Melville’s fluid camera movements flutter around with as much orchestrated mania as the film’s stars. The story itself challenges traditionalism, represented by authoritative presence—in the form of the school, the doctor, the nurse, and so on—through its wholly untraditional main characters Elizabeth and Paul. This sister and brother are the antithesis of normality, of stabilized society; neither lives a life of regularity nor an even a typical rebel life. Melville’s camera captures that, as his direction often shifts depending on the material. In a more static film, for example his last picture Un Flic, his camera is mostly stationary, as are his pensive characters. Les enfants terribles involves staccato dialogue, often spoken with furious intensity by Stéphane; his camera reacts to her, swirling around or bounding with virtuosity overhead.

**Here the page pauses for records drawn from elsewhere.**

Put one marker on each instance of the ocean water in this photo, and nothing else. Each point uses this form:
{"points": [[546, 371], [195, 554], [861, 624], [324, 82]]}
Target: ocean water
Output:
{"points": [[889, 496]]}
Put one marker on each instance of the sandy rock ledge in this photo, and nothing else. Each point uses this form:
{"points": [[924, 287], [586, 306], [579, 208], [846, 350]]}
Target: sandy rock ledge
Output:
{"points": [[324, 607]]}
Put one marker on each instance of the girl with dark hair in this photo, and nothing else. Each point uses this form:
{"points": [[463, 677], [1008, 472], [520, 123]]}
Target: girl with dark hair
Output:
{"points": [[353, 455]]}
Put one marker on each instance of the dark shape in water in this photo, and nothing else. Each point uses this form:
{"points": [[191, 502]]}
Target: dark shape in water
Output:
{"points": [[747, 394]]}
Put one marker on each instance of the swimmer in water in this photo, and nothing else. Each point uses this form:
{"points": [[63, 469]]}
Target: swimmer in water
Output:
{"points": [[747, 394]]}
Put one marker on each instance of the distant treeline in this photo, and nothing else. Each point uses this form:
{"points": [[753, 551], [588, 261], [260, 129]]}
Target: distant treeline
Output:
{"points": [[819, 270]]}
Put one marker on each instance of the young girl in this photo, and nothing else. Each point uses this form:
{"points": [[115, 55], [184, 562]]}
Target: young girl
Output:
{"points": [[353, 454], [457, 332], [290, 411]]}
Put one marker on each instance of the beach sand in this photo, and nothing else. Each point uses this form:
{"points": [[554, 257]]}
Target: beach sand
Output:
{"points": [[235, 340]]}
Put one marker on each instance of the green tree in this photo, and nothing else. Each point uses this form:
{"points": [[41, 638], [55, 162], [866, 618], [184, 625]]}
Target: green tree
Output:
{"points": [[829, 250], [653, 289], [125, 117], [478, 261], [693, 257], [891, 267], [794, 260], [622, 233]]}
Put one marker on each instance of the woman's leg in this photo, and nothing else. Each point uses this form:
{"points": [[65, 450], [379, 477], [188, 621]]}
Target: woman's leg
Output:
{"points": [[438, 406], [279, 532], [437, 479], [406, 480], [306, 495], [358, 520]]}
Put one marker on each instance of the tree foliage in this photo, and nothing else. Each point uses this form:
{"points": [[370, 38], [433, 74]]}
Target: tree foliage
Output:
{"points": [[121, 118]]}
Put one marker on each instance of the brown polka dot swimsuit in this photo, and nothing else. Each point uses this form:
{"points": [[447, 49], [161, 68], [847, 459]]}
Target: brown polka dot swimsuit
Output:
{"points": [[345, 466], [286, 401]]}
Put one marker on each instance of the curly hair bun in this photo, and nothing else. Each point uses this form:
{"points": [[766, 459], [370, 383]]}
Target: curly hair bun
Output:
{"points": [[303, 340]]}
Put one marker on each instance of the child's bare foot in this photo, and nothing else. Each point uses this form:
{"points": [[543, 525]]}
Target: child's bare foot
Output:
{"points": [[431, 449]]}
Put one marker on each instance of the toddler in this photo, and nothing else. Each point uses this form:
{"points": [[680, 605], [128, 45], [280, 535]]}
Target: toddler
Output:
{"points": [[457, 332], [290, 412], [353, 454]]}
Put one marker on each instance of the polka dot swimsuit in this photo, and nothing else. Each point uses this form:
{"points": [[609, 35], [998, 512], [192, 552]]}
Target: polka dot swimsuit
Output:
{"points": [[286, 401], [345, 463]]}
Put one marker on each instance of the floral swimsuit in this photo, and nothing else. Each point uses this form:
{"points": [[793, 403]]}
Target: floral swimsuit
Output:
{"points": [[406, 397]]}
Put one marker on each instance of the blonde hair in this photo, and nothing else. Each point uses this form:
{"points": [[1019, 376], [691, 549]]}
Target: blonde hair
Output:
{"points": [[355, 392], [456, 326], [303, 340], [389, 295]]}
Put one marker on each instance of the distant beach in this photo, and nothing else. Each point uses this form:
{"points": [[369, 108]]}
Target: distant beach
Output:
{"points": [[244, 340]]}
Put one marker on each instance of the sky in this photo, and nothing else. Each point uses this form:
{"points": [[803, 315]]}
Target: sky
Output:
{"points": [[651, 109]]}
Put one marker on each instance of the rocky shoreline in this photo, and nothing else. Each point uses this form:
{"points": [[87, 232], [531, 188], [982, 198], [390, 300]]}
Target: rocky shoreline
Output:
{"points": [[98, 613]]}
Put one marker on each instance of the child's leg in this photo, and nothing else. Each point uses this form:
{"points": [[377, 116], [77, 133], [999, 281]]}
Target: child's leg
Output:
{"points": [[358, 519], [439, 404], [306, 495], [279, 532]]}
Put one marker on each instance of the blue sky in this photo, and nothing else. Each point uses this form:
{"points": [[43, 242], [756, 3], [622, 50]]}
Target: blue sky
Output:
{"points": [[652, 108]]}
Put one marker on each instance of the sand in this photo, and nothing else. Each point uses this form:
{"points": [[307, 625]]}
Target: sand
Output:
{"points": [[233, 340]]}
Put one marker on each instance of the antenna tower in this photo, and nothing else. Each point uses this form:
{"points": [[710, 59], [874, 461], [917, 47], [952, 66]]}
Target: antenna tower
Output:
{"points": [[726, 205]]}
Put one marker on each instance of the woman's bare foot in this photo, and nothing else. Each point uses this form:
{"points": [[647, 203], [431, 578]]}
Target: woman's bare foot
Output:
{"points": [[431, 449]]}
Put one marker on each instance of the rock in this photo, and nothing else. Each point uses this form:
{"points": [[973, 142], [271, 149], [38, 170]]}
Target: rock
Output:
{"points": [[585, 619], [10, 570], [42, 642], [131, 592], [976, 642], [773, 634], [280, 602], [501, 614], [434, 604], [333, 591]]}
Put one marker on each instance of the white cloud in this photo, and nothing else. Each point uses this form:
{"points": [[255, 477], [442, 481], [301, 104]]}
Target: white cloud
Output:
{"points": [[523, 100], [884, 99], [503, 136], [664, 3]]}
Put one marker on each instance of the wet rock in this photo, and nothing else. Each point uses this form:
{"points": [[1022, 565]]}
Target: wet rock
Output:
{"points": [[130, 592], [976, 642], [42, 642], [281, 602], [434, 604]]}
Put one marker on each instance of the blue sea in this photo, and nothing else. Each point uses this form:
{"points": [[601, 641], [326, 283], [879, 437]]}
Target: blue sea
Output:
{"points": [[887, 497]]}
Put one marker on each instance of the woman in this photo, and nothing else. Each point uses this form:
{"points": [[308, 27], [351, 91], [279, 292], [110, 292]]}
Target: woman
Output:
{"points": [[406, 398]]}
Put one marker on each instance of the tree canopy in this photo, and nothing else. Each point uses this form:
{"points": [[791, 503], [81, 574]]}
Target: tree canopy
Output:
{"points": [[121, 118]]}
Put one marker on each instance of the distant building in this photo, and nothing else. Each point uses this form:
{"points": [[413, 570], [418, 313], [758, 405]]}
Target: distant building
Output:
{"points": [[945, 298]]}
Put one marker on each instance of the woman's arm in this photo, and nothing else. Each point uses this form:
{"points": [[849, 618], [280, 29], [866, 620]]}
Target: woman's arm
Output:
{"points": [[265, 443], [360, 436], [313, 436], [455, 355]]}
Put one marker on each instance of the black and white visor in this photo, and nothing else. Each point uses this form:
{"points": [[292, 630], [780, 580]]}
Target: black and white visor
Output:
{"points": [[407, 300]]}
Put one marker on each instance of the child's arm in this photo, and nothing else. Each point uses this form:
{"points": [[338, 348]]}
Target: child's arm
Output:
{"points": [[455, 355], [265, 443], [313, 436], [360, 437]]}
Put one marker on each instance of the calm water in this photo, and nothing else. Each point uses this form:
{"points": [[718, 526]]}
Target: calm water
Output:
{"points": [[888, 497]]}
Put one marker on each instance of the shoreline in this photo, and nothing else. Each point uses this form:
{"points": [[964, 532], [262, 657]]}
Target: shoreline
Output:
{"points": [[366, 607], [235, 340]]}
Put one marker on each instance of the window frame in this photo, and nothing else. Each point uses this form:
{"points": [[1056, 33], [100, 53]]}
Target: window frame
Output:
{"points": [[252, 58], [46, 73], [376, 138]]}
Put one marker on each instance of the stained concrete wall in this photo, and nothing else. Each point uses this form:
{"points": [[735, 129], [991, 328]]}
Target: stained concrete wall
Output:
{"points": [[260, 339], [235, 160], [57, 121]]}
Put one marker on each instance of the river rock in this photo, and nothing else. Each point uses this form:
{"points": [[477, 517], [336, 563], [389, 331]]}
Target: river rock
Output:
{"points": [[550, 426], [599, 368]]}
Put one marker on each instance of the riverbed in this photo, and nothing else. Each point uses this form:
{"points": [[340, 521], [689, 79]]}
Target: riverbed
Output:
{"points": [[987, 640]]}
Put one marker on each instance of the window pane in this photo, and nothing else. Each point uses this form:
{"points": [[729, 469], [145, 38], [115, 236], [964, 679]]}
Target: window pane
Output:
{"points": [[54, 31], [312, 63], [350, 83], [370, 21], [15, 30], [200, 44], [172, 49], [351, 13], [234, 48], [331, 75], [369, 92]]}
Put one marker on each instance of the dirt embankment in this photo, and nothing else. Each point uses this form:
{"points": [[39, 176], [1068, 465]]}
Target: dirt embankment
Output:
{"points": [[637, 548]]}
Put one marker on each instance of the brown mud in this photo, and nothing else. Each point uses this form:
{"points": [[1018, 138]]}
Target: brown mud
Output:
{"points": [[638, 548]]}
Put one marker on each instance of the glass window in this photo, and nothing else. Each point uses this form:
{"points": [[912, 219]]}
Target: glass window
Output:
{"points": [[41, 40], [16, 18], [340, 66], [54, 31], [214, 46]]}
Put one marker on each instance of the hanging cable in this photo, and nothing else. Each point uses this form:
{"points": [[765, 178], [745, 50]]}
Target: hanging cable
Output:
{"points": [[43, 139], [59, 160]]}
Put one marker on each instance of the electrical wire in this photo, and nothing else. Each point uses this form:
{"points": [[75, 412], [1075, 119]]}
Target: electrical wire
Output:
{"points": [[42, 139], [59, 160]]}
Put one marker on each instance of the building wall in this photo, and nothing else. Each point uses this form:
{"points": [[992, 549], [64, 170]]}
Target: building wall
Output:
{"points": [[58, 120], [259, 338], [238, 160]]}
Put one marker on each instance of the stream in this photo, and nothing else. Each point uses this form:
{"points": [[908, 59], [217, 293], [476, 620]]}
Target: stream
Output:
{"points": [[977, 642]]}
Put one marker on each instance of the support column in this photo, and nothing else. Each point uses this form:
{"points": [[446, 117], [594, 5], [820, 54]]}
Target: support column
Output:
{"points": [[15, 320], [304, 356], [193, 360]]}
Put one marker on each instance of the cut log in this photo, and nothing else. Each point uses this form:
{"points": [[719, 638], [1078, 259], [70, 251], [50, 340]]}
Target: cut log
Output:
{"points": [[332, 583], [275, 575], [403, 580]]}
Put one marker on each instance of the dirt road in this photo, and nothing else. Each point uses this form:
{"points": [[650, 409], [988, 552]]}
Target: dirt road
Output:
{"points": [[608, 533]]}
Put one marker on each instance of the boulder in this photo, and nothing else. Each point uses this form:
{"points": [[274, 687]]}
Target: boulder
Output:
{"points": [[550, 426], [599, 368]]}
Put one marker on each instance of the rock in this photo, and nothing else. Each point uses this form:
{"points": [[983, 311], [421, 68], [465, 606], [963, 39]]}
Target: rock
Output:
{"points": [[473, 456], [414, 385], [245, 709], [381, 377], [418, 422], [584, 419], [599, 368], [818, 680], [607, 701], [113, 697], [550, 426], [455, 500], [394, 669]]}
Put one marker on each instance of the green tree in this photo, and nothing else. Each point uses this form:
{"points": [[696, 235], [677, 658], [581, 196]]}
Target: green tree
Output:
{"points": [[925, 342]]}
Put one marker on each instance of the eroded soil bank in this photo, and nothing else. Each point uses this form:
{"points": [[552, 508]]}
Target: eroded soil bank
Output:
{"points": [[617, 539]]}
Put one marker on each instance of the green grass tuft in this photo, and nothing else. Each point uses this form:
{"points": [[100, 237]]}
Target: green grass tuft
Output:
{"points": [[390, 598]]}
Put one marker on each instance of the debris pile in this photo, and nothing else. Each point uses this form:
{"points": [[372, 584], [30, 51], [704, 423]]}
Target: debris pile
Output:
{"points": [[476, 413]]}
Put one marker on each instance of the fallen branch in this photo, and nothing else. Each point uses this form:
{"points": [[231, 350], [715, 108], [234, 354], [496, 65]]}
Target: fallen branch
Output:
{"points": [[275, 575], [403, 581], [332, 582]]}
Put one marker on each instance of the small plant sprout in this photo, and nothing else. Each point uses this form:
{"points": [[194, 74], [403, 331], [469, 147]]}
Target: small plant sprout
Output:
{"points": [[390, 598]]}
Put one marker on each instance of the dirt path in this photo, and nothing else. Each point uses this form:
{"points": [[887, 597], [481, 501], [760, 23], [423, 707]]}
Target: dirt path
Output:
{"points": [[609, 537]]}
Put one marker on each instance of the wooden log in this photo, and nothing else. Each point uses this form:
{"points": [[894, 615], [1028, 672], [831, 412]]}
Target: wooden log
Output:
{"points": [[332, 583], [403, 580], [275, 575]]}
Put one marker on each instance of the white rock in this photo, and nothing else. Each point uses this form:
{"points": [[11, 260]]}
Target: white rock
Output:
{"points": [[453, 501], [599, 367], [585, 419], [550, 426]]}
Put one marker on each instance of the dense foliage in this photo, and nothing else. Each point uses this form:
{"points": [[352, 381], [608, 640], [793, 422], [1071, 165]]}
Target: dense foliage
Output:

What a unique picture this was, gushing with emotion rarely seen in Melville’s filmography. Now that The Criterion Collection’s new DVD has been released, Melville fans, whose only exposure to one of France’s great directors has been Criterion’s four other Melville editions (Army of Shadows, Bob le Flambeur, Le cercle rouge, and Le samouraï), can expand their horizons as I now have, visiting his expertly-conceived emotional side. Critics were split upon Les enfants terribles’ initial release, noting that its plot is grotesque with homosexual and incestuous undertones. As Melville’s career progressed and his auteur status solidified, the film gained prestige. Francois Truffaut is famous for saying, in this often-quoted praise, “Jean Cocteau’s best novel became Jean-Pierre Melville’s best film.” While Truffaut was perhaps overzealous about this picture, it’s hard to blame him for loving it.